El secretario general de la Federación Internacional de Periodistas (FIJ), Aidan White, declaró el pasado mes de mayo en el Congreso Internacional de Cádiz que «el periodismo atraviesa hoy su peor crisis». Es verdad. Lo malo es que cada vez que constato esa realidad compruebo que la situación empeora por momentos y nunca deja de hacerlo, aunque parezca que ya no hay margen para mayor decadencia.

No es de extrañar que nos precipitemos al vacío, puesto que en España padecemos una crisis triple, con características propias que se añaden a los conflictos igualmente planteados en otros países. Por supuesto, sufrimos las consecuencias de la crisis financiera y el desconcierto creado por la vertiginosa evolución de las modernas tecnologías de la información, no solo en el empresariado del sector, sino también entre los propios periodistas.

Pero a los españoles se nos plantea un problema añadido, achacable a la decadencia moral de la profesión y su desprestigio en la sociedad. Son las consecuencias de gravísimos errores que han cometido los empresarios y de otros en los que hemos incurrido los profesionales del periodismo. Quienes -cegados por la fama, el ansia de poder y el dinero- olvidan su responsabilidad como intermediarios ante la ciudadanía y el poder, confunden su papel en la sociedad y perjudican al conjunto del estamento profesional. Los que caen en el amarillismo, el servilismo o la simple escandalera interesada perjudican a todos los demás. Así, están poniendo en peligro la pervivencia de este oficio, que garantiza un derecho esencial en toda democracia avanzada. Un sistema que no existirá nunca como tal sin una prensa libre.

Burbuja mediática

Desde el mundo empresarial, la culpa no es menor. En España soportamos ahora la explosión de la burbuja mediática -no menos perniciosa que la del ladrillo-, que se infló y creció a medida que el periodismo se pervertía y la especulación urbanística aumentaba.

Hubo constructores que invertían su dinero en la creación de medios de comunicación con el único objeto de influir en las decisiones políticas. Cuando el negocio urbanístico dejó de ser rentable, el dinero huyó de los medios dejando a sus profesionales en la calle. Pero, aunque la pérdida de puestos de trabajo es la señal más alarmante de este lamentable proceso, no es la única.

Los poderes públicos contribuyeron también a la decadencia, con subvenciones oficiales incontroladas y excesos en la arbitraria administración de la publicidad institucional buscando una prensa cómoda, acrítica y al servicio del poder.
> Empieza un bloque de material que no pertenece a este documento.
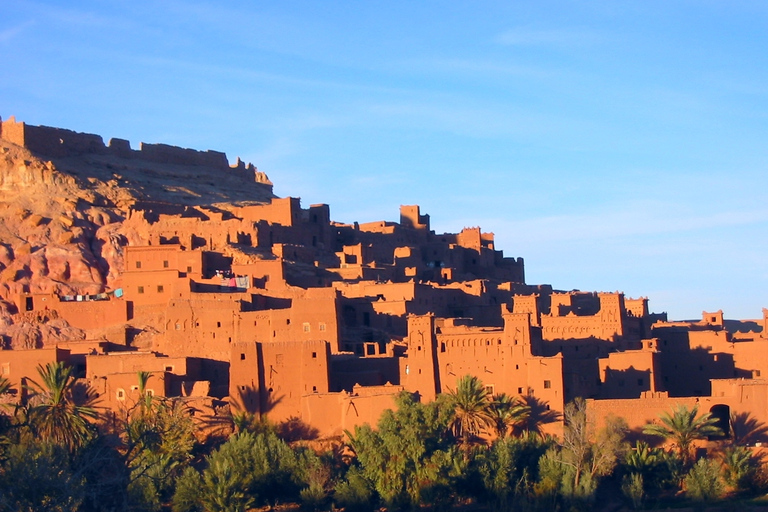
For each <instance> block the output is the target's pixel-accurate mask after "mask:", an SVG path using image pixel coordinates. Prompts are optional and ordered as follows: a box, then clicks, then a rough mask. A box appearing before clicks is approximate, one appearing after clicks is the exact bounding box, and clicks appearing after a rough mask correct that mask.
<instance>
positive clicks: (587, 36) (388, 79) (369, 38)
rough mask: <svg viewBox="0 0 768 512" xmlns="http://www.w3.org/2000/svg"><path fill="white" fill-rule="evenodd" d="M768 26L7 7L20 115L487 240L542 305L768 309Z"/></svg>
mask: <svg viewBox="0 0 768 512" xmlns="http://www.w3.org/2000/svg"><path fill="white" fill-rule="evenodd" d="M767 34H768V4H766V3H764V2H757V1H754V2H740V1H737V0H729V1H705V0H700V1H669V0H668V1H635V2H626V1H603V2H576V1H573V2H571V1H524V2H523V1H507V2H483V1H476V2H450V1H440V2H438V1H419V2H412V1H408V2H400V1H394V0H389V1H386V2H384V1H382V2H331V1H323V2H295V1H294V2H291V1H281V2H252V1H243V2H213V1H211V2H197V1H173V0H171V1H163V2H147V1H143V0H135V1H130V2H129V1H122V2H105V1H92V2H88V1H68V2H64V1H60V2H46V1H38V2H27V1H24V0H13V1H11V0H0V55H2V56H3V59H2V60H3V66H2V67H3V72H2V73H0V115H2V116H3V117H4V118H7V117H8V116H11V115H15V116H16V117H17V118H18V119H19V120H23V121H26V122H28V123H30V124H44V125H49V126H60V127H65V128H69V129H73V130H77V131H83V132H89V133H97V134H99V135H102V136H103V137H104V138H105V140H108V139H109V138H110V137H121V138H127V139H129V140H130V141H131V142H132V144H133V146H134V147H138V143H139V142H140V141H144V142H163V143H168V144H174V145H179V146H184V147H192V148H196V149H215V150H220V151H225V152H226V153H227V155H228V156H229V158H230V160H234V159H235V158H236V157H237V156H240V157H242V158H243V159H244V160H246V161H250V162H253V163H254V164H255V165H257V166H258V167H259V169H260V170H262V171H265V172H266V173H267V174H268V175H269V176H270V178H271V179H272V181H273V182H274V183H275V192H276V193H277V194H278V195H281V196H286V195H291V196H298V197H301V198H302V201H303V204H304V205H305V206H306V205H308V204H310V203H319V202H323V203H328V204H330V205H331V215H332V217H333V218H334V219H335V220H338V221H344V222H351V221H354V220H358V221H361V222H367V221H374V220H397V218H398V208H399V205H400V204H419V205H421V206H422V212H424V213H429V214H430V215H431V217H432V226H433V228H434V229H435V230H437V231H438V232H444V231H448V232H456V231H459V230H461V228H462V227H464V226H476V225H479V226H481V227H483V228H484V230H486V231H492V232H494V233H495V234H496V240H497V248H500V249H503V250H504V252H505V254H506V255H507V256H516V257H517V256H522V257H524V258H525V260H526V271H527V281H528V282H529V283H550V284H552V285H553V286H555V287H556V288H559V289H582V290H598V291H615V290H620V291H624V292H625V293H626V294H627V295H629V296H632V297H638V296H647V297H649V299H650V307H651V310H653V311H656V312H660V311H667V312H668V313H669V314H670V317H672V318H678V319H679V318H697V317H699V315H700V314H701V311H702V310H707V311H714V310H717V309H723V310H724V312H725V314H726V317H729V318H758V317H760V316H761V308H762V307H768V263H767V262H766V254H768V237H767V236H766V234H768V203H767V202H766V200H765V194H766V190H767V189H768V177H767V175H768V173H766V167H767V165H768V144H766V142H767V141H768V41H766V38H767V37H768V36H767Z"/></svg>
De este modo, prosperó un mercado de medios de comunicación atomizado y con una oferta ficticia que no se correspondía con la demanda.

El balance de todos estos elementos dio como resultado un panorama atestado de periódicos que vivían pendientes de los grupos de presión, los políticos, las instituciones y los intereses particulares de empresarios y periodistas. Prácticamente nadie pensaba en el lector, en la adaptación del producto a las necesidades del público objetivo y la búsqueda de nuevos nichos de negocio. No es de extrañar, pues, que los clientes fieles huyeran y los nuevos potenciales lectores ni se acercaran al quiosco. Naturalmente, de suscriptores ya ni hablamos.

En los tiempos de bonanza, cuando los empresarios de prensa no sabían dónde invertir todo el dinero que entraba a raudales en sus arcas por el creciente auge de la publicidad, no supieron o no quisieron apostar por la investigación y el desarrollo. No se prepararon para el futuro ni cultivaron la calidad del producto con una apuesta decidida por el capital humano, las nuevas tecnologías y la evolución del negocio. La revolución tecnológica -la más vertiginosa que se haya conocido- les cogió por sorpresa y los dejó noqueados.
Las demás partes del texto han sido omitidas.